By Reuters - Sep 09,2017 - Last updated at Sep 09,2017

GAZA — The new chief of Palestinian Islamist group Hamas, Ismail Haniyeh, arrived in Cairo on Saturday to hold talks with senior Egyptian officials about the blockade of Gaza on his first such visit as leader, a Hamas spokesman said.

In the past few months Hamas has sought to mend relations with Egypt, which controls their one international border crossing from the Gaza Strip. Egyptian President Abdel Fattah Al Sisi has been wary of ties between Hamas and the Muslim Brotherhood, ousted from power by Sisi after mass protests. 

Hamas controls the Gaza Strip, a densely populated coastal territory that shares borders with Egypt and Israel, which has waged three wars against the coastal enclave since 2008. 

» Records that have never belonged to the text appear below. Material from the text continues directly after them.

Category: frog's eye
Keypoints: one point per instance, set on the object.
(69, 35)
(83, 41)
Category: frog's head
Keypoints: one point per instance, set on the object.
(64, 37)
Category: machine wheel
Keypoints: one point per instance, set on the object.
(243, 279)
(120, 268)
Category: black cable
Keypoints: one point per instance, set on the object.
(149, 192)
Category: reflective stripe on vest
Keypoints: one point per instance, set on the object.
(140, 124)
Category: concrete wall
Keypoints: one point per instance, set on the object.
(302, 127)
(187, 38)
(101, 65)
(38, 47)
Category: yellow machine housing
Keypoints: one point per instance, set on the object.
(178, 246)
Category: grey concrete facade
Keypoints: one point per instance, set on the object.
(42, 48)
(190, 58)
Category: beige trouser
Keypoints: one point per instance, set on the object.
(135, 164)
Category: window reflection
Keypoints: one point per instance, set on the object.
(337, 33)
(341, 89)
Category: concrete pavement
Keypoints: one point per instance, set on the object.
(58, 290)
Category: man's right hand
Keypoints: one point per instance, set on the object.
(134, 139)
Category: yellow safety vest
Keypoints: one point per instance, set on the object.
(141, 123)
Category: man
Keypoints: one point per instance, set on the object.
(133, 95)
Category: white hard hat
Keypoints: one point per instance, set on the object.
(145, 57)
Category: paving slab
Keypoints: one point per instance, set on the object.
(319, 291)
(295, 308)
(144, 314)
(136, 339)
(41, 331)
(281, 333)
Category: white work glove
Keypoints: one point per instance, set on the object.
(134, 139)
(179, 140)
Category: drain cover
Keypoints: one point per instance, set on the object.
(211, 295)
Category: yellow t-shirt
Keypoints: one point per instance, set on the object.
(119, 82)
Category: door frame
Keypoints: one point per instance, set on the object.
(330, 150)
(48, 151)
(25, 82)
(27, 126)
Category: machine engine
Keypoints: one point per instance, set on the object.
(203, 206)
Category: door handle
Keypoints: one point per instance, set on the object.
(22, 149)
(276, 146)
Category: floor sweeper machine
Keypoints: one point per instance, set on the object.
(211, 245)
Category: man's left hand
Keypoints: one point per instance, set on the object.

For much of the last decade, Egypt has joined Israel in enforcing a partial land, sea and air blockade of Gaza.

Hamas spokesman Fawzi Barhoum said the talks with Egypt will focus on alleviating the blockade and mending a longstanding rift with rival group Fateh, headed by Western-backed Palestinian President Mahmoud Abbas.

An Egyptian source confirmed Haniyeh’s arrival with a delegation for talks on the border crossing, security and power supplies.

Haniyeh was elected Hamas leader in May. The group maintains a sizeable armed wing in Gaza since seizing the enclave from Fateh in 2007.

Hoping to pressure Hamas to relinquish control of Gaza, Abbas has cut payments to Israel for the electricity it supplies to Gaza. This means that electricity has often been provided for less than four hours a day, and never more than six.

Abbas has vowed to keep up sanctions against Gaza, saying measures are aimed against Hamas and not ordinary people. In turn, Hamas is trying to make a crack in the wall of sanctions by improving its relations with Egypt and other Arab countries.

 

Israel, which signed a 1979 peace treaty with Egypt and coordinates closely with it on security, is maintaining a close watch on discussions between Egypt and Hamas. Like the United States and the European Union, it regards Hamas as a terrorist group.